Pour réussir quand on est flemmard, il faut en réalité faire preuve de rigueur. Adepte du knowledge management, Boutayna a développé sa propre méthode qu’elle documente, partage à ses équipes, et améliore en continu. Quant à Apolline, elle a choisi une option radicale : elle n’hésite pas à annoncer sur ses réseaux sociaux la diffusion prochaine de sa newsletter, histoire de ne pas pouvoir procrastiner indéfiniment en prenant le monde entier pour témoin. “Je suis également accompagnée par un incubateur ce qui me force à rendre des comptes chaque mois”, affirme-t-elle. 

4. Écouter son corps

Le glandeur est un être qui sait écouter ses besoins, et surfer avec son état de fatigue et d'énergie. Même s’il aime lézarder, pas question de brasser du vent en restant devant son ordinateur sans rien produire. “Selon la semaine que je passe, mon cycle menstruel ou tout autre facteur, j’adapte mon rythme sans jamais me culpabiliser”, nous confie Apolline. Par exemple, quand elle sait qu’une tâche lui est coûteuse (comme réseauter car elle est introvertie), elle va adapter en conséquence les heures qui vont précéder ce moment redouté.

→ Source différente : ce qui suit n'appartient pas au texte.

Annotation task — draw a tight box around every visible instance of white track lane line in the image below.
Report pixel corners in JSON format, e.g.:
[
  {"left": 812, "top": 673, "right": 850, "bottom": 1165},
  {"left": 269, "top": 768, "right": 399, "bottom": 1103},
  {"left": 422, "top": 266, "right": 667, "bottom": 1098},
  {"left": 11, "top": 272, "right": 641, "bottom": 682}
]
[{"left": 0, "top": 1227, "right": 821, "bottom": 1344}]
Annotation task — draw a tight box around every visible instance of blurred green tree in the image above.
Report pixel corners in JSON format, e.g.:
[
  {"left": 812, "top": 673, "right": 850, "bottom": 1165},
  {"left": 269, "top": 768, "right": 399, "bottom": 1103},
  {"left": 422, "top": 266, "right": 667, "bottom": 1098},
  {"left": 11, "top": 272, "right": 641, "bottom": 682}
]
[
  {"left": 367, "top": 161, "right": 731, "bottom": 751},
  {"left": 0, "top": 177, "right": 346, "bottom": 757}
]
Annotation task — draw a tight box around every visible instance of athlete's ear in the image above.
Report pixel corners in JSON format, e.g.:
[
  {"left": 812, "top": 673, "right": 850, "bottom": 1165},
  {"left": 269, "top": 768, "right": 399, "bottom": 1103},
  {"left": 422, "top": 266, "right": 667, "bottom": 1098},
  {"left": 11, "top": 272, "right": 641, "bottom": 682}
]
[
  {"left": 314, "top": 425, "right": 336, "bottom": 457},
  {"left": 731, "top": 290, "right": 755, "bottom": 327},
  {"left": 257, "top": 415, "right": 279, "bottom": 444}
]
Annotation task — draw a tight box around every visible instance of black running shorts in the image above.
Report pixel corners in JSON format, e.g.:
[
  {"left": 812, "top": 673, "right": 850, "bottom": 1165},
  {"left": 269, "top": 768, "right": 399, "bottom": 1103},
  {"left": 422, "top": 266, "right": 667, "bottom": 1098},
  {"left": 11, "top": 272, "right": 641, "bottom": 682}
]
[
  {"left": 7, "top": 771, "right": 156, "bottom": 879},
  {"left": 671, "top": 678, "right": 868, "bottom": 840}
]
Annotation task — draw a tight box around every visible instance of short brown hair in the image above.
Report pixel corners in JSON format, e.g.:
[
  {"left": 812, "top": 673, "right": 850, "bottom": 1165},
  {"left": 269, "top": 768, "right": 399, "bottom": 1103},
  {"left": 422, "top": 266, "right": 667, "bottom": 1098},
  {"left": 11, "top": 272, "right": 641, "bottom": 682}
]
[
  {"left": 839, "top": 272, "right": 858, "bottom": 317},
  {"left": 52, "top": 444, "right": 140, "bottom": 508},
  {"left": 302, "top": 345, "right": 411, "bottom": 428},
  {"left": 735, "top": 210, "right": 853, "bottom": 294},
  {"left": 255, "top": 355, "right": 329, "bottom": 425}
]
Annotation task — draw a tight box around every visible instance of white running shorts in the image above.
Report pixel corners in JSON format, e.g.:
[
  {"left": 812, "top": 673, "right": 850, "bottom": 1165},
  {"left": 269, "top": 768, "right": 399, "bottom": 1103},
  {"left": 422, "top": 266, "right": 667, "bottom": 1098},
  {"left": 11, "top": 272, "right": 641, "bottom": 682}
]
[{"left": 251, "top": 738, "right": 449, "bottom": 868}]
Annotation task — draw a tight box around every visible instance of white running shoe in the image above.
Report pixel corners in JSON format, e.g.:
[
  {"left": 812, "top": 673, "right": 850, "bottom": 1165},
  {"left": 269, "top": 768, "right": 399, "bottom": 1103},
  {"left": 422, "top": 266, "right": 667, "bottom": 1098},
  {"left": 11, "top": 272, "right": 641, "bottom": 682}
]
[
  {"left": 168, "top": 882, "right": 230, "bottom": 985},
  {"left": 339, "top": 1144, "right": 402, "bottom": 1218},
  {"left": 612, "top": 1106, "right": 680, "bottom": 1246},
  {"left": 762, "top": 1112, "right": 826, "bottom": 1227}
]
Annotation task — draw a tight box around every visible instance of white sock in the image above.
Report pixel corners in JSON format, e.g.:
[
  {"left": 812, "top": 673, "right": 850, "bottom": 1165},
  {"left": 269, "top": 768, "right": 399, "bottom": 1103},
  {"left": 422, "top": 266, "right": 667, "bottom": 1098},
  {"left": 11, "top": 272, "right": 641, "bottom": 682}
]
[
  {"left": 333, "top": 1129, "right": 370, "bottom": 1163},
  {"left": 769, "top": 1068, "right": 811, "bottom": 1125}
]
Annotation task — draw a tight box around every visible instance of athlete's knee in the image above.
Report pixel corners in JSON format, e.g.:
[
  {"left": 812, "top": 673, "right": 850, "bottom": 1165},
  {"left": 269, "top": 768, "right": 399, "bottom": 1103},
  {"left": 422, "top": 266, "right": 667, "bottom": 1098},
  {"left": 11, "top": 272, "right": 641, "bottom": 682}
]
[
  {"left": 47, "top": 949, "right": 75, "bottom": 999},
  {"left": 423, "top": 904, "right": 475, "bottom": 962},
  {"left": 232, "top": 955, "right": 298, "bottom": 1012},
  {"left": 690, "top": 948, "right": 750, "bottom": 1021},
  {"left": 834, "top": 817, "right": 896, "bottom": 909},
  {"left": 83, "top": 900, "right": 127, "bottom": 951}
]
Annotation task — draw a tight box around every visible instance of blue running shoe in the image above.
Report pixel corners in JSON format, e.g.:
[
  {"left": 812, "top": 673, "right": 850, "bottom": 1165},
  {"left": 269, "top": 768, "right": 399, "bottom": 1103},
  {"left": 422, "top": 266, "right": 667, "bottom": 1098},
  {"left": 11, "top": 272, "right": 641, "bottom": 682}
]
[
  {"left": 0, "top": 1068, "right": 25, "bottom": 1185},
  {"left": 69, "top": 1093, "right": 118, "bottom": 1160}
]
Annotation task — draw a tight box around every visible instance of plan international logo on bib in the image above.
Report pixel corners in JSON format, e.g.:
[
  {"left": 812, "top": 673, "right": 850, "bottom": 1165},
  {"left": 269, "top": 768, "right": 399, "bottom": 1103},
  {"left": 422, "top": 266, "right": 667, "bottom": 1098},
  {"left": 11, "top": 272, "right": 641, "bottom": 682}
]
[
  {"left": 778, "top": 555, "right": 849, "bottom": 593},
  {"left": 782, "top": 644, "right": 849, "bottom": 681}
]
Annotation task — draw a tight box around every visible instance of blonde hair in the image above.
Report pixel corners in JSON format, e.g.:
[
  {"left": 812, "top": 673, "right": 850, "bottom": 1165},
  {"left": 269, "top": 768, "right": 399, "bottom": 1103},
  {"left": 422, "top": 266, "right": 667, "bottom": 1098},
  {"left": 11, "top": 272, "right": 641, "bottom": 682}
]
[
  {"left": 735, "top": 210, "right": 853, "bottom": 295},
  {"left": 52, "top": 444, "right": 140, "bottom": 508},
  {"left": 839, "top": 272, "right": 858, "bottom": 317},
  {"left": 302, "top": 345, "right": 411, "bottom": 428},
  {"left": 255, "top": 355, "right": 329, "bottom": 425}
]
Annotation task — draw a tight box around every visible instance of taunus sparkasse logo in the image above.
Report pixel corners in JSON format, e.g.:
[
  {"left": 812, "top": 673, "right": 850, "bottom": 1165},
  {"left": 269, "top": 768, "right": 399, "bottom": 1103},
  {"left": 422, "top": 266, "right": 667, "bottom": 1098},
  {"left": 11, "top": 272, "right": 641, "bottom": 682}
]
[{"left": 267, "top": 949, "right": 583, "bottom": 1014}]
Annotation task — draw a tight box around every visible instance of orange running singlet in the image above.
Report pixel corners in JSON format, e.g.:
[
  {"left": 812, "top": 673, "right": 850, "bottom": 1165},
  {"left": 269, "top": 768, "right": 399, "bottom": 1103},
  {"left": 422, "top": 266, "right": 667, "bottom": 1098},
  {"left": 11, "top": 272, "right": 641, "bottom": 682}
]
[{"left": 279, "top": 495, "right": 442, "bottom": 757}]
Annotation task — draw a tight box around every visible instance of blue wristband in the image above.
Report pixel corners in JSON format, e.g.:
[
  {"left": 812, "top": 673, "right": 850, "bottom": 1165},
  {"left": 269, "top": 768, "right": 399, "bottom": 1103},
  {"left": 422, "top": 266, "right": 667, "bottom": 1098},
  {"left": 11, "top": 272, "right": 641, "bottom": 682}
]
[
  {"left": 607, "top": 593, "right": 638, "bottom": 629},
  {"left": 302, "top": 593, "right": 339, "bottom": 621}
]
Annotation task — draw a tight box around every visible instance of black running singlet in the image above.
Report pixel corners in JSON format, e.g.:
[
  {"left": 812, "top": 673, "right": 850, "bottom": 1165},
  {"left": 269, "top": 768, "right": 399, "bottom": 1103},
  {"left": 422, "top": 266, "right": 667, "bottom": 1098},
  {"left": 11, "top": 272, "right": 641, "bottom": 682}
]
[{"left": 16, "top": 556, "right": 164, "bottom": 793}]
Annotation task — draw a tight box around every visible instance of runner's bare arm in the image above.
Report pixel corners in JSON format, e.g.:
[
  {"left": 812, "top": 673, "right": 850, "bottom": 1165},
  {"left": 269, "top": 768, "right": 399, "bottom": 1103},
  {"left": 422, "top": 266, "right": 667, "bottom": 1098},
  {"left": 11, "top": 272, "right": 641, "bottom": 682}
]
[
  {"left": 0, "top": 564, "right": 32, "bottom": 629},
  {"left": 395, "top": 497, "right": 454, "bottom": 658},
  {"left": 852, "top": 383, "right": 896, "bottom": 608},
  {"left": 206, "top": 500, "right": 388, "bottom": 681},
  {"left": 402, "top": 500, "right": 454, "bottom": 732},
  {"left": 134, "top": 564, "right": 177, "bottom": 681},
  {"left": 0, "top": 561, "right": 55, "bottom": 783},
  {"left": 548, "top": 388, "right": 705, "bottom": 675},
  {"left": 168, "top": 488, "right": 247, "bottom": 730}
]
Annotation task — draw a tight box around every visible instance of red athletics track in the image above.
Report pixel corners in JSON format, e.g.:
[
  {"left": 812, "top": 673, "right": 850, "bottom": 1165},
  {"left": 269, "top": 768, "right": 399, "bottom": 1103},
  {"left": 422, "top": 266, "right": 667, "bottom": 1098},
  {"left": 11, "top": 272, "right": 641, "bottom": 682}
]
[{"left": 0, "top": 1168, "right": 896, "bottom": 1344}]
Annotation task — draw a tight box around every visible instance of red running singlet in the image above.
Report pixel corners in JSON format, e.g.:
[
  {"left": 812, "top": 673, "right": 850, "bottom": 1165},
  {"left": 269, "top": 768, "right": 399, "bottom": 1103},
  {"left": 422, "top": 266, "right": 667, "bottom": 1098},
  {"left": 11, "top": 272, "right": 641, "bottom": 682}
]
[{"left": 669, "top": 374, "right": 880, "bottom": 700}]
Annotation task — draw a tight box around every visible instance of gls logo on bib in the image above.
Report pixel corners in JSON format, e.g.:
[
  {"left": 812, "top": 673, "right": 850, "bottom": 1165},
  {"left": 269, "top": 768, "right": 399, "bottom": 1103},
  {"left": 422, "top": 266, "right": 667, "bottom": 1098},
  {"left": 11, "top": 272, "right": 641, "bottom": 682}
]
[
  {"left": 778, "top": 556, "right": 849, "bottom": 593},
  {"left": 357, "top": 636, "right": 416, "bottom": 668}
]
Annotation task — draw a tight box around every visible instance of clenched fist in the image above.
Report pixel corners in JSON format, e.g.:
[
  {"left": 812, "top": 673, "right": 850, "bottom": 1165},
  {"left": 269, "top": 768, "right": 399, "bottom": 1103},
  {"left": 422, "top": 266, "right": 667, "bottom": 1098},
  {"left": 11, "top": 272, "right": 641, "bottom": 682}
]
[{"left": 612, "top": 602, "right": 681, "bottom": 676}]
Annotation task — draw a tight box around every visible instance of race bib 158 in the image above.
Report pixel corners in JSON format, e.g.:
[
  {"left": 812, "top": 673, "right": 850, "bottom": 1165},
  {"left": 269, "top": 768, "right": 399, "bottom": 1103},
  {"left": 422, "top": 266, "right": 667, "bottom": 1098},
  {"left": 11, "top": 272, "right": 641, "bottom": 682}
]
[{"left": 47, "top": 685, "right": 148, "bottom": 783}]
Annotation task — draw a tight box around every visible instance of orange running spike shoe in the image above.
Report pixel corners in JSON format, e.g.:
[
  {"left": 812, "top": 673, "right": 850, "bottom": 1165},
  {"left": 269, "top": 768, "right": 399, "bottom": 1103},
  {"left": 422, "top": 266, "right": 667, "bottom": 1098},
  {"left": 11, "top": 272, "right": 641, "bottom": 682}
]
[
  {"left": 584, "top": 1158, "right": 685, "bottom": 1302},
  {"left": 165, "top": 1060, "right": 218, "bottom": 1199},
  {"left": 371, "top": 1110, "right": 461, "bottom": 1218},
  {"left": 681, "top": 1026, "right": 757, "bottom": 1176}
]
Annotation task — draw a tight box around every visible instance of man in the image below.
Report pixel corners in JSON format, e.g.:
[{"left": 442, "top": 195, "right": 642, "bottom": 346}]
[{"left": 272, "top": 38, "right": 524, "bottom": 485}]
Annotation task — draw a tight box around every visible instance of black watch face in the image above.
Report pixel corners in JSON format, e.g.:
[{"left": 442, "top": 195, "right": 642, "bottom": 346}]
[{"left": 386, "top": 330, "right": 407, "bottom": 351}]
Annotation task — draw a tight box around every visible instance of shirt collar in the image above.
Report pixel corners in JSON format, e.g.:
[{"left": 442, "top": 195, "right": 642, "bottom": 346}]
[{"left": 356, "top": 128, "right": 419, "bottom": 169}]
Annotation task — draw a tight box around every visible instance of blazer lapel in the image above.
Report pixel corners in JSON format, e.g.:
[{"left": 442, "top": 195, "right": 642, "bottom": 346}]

5. Se  mettre en mode hibernation

Ralentir pour mieux repartir, c’est le mantra de Boutayna. Pour y parvenir, elle se fixe chaque jour trois objectifs, et c’est bien simple : toutes ses tâches doivent en découler, le reste étant considéré comme superflu. Elle n’a alors aucun mal à se mettre en mode off et à repousser à plus tard ce qui n’est pas à l’ordre du jour. “Je déteste cette société de l’instantanéité. J’ai personnellement besoin de beaucoup marcher chaque jour, de prendre l’air pour me ressourcer, de dormir. Les gens pensent que je suis une machine car je produis beaucoup, mais en réalité, je m’épuise vite et j’ai tout à fait conscience de mes limites”, explique-t-elle. 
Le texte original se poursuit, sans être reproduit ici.